On the other hand, this approach does add a maintenance burden if the Patient class is modified. You could keep your changes localized to the class implementation if you put the switching logic in the class. (Whether you use a string or an enumeration is up to you, but keep in mind that the compiler will not catch typos in a string.)

class Patient {
  public:
    enum Fields { Name, Gender, DateOfBirth };
    // For readability:
    using CompareFunction = std::function<bool(const Patient&, const Patient&)>;

    // This is a function that returns a functional. If you have not seen the
    // concept before, it might take some time to grasp the idea.
    static CompareFunction SortBy(Fields);

    // And the rest of the class definition
};

// Implementation:
Patient::CompareFunction Patient::SortBy(Fields field)
{
    switch (field)
    {
        // We are returning a lambda, which the sort function will invoke.
        case Name:        return [](const Patient &a, const Patient &b) { return a.name > b.name; };
        case Gender:      return [](const Patient &a, const Patient &b) { return a.gender > b.gender; };
        case DateOfBirth: return [](const Patient &a, const Patient &b) { return a.dateOfBirth > b.dateOfBirth; };
    }
    // ERROR! If we missed an enumerate, we should have the compiler complain.
    // Figure out what you want to do in this case.    
}

You will still have to update this if you want to add a new field for sorting (but not if you add a new member without the option to sort on it). However, this code is with the class implementation, so at least you do not have to hunt through your code base to find places to update.
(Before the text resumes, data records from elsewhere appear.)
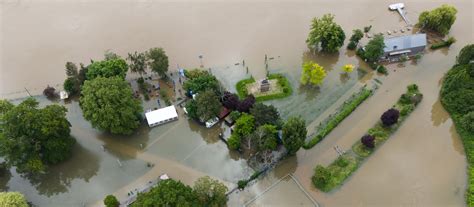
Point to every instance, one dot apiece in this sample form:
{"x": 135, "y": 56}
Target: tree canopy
{"x": 210, "y": 192}
{"x": 32, "y": 138}
{"x": 265, "y": 114}
{"x": 13, "y": 199}
{"x": 245, "y": 125}
{"x": 110, "y": 67}
{"x": 312, "y": 74}
{"x": 294, "y": 134}
{"x": 111, "y": 201}
{"x": 158, "y": 61}
{"x": 167, "y": 193}
{"x": 374, "y": 48}
{"x": 325, "y": 33}
{"x": 208, "y": 105}
{"x": 440, "y": 19}
{"x": 109, "y": 105}
{"x": 138, "y": 62}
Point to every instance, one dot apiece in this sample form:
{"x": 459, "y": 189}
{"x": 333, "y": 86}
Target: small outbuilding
{"x": 409, "y": 45}
{"x": 161, "y": 116}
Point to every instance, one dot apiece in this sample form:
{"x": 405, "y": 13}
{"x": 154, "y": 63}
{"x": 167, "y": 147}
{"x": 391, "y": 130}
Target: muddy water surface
{"x": 422, "y": 164}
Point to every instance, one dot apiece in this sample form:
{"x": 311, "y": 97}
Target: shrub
{"x": 352, "y": 45}
{"x": 390, "y": 117}
{"x": 382, "y": 69}
{"x": 368, "y": 141}
{"x": 111, "y": 201}
{"x": 406, "y": 109}
{"x": 49, "y": 92}
{"x": 234, "y": 141}
{"x": 321, "y": 177}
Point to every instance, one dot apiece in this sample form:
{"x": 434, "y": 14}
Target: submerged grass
{"x": 327, "y": 178}
{"x": 346, "y": 110}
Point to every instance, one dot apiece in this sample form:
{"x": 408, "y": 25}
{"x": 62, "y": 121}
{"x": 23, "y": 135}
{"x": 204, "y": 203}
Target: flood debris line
{"x": 332, "y": 121}
{"x": 332, "y": 176}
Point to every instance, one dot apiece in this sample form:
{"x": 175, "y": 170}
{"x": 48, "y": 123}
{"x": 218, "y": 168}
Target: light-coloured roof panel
{"x": 162, "y": 114}
{"x": 404, "y": 42}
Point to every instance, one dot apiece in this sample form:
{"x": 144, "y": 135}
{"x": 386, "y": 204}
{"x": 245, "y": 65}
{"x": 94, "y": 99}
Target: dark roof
{"x": 405, "y": 42}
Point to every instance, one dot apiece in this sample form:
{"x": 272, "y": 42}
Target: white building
{"x": 161, "y": 116}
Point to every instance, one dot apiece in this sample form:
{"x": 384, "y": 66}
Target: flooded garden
{"x": 423, "y": 163}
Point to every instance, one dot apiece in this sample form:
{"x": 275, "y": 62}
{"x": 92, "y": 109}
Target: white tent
{"x": 161, "y": 116}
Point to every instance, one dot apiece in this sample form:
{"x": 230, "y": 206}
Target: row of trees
{"x": 205, "y": 192}
{"x": 32, "y": 138}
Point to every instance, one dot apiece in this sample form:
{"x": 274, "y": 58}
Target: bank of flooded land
{"x": 427, "y": 165}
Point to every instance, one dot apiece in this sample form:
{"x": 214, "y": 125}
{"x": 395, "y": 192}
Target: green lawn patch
{"x": 347, "y": 108}
{"x": 327, "y": 178}
{"x": 285, "y": 89}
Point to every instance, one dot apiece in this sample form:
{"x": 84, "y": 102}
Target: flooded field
{"x": 421, "y": 165}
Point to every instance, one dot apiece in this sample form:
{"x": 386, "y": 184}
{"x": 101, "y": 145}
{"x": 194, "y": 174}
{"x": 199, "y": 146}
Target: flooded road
{"x": 421, "y": 165}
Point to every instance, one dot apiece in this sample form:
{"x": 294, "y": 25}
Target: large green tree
{"x": 167, "y": 193}
{"x": 440, "y": 19}
{"x": 32, "y": 138}
{"x": 374, "y": 48}
{"x": 110, "y": 67}
{"x": 138, "y": 62}
{"x": 109, "y": 105}
{"x": 312, "y": 74}
{"x": 294, "y": 134}
{"x": 210, "y": 192}
{"x": 265, "y": 114}
{"x": 325, "y": 33}
{"x": 208, "y": 105}
{"x": 158, "y": 61}
{"x": 12, "y": 199}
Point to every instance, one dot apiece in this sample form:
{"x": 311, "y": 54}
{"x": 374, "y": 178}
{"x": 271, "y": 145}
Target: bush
{"x": 234, "y": 141}
{"x": 352, "y": 45}
{"x": 390, "y": 117}
{"x": 50, "y": 92}
{"x": 111, "y": 201}
{"x": 368, "y": 141}
{"x": 382, "y": 69}
{"x": 406, "y": 109}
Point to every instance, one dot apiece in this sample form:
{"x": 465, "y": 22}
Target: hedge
{"x": 346, "y": 110}
{"x": 340, "y": 169}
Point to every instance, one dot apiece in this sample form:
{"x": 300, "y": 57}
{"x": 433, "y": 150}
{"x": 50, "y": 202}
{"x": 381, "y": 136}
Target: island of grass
{"x": 328, "y": 178}
{"x": 457, "y": 97}
{"x": 279, "y": 88}
{"x": 346, "y": 109}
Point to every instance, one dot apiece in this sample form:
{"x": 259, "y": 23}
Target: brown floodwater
{"x": 423, "y": 164}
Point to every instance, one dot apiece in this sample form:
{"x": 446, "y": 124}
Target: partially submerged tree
{"x": 208, "y": 105}
{"x": 313, "y": 74}
{"x": 111, "y": 201}
{"x": 13, "y": 199}
{"x": 138, "y": 62}
{"x": 374, "y": 48}
{"x": 107, "y": 68}
{"x": 325, "y": 34}
{"x": 368, "y": 141}
{"x": 33, "y": 138}
{"x": 294, "y": 134}
{"x": 158, "y": 61}
{"x": 440, "y": 19}
{"x": 109, "y": 105}
{"x": 390, "y": 117}
{"x": 210, "y": 192}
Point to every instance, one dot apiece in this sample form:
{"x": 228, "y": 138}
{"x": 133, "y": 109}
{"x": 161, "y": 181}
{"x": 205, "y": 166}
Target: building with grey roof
{"x": 409, "y": 45}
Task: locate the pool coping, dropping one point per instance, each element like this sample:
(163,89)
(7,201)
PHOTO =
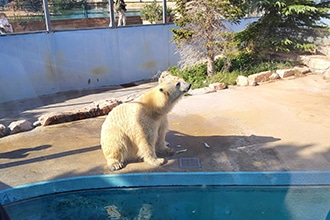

To use this in your code that does the sorting:

Patient::Fields field = Patient::Name; // as an example
sort(patients.begin(), patients.end(), Patient::SortBy(field));

---

As a special case, if all the potential sort fields have the same type (not likely for patients, but possible for other situations) and public (not recommended in many scenarios), then a lambda with a pointer-to-member could be used instead of the SortBy method. The benefit of this approach is that there is no special maintenance when the class is modified. The limitation is that it is often not an option due to the restrictions (same type and public).

std::string Patient::* field = &Patient::name;
sort(patients.begin(), patients.end(), [field](const Patient &a, const Patient &b) {
    return a.*field < b.*field;
});

I suppose the "public" restriction can be gotten around if you use pointers to member functions. The same-type restriction might still be an obstacle, and the syntax is messier.

auto field = &Patient::get_name; // assuming get_name() is the getter.
sort(patients.begin(), patients.end(), [field](const Patient &a, const Patient &b) {
    return (a.*field)() < (b.*field)();
});

At this point, the "another lambda" approach in the other answer might be preferable (on style grounds).